Background Rationale
Decades of research has shown that rapid re-vascularization of islet grafts is critical for the durable success of transplantation because hypoxia exposure from the moment of transplantation broadly impacts implant outcomes. While it is unclear if islets exposed to hypoxia can recover function when re-oxygenated, incremental increases in oxygen concentration can result in significant improvements. The OxySite oxygen-generating materials developed by the Stabler lab will provide this capability over the short-term as host vascularization grows into the scaffolds. To achieve islet survival longer-term, the surrounding extracellular matrix (ECM) is critical for cell support (mitigation of anoikis), as well as promoting robust vascularization, and biomaterials and growth factors can promote islet survival and function. Freeform reversible embedding of suspended hydrogels (FRESH) 3D bioprinting developed by the Feinberg lab creates functional tissues and computationally-generated multiscale vasculature with distinct 3D control of the ECM and cells. Further, the Feinberg lab has already published on using FRESH with PDMS-based materials and encapsulated cell spheroids, building confidence that OxySite and cell factories can be readily integrated in this process as additional “bioinks”. Finally, integration of cell factories capable of modulating local immune responses represents a clinically viable solution towards dampening or even eliminating the need for systemic immunosuppression.
Description of Project
This proposal seeks to combine technologies from the Feinberg, Stabler and Veiseh laboratories in order to develop advanced bioengineered tissue scaffolds for cell therapy in T1D. Specifically, we are focused on using 3D bioprinting to integrate oxygen-generating materials, pro-angiogenic extracellular matrix (ECM) scaffolds, and immune modulatory cells to enable islet engraftment and function within the subcutaneous space. This will address three critical capabilities needed for the successful engraftment of beta cells by providing (i) oxygen generation within the scaffold to ensure short-term viability, (ii) pro-angiogenic ECM scaffolds to accelerate vascular ingrowth for long-term viability and function, and (iii) cytokine producing cell factories for local immune modulation and prevention of graft rejection.
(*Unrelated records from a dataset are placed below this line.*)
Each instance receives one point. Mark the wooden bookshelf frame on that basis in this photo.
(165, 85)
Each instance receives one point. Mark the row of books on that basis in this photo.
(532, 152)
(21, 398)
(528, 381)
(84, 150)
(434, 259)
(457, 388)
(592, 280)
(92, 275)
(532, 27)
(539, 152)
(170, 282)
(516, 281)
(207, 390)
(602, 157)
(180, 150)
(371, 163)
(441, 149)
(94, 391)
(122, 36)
Furthermore, we will address key advanced manufacturing capabilities needed for clinical translation by integrating all three innovative approaches within a single and scalable, biofabrication process. If successful, this will serve as the foundation to move forward with more advanced pre-clinical models and potentially lead to clinical translation of a bioengineered tissue construct that can restore normal insulin production for T1D patients.
Anticipated Outcome
We anticipate being able to 3D bioprint a bioengineered tissue construct that contains islets, immune modulatory cell factories and OxySite to support viability during rapid vascularization and engraftment in vivo. These centimeter scale volumetric constructs. These constructs will be validated using a combination of in vitro assays and in vivo pre-clinical animal models.
Relevance to T1D
The relevance of the bioengineered islet tissue construct we are developing is to provide an improved therapeutic device for islet transplantation into Type I diabetics. The synergistic integration of technologies from JDRF-funded Feinberg, Stabler and Veiseh labs will enable rapid vascularization of implanted islets that maintain high viability, robustly engraft for maximum insulin secretion, and immune tolerance for long-term survival without the need for systemic immunosuppression.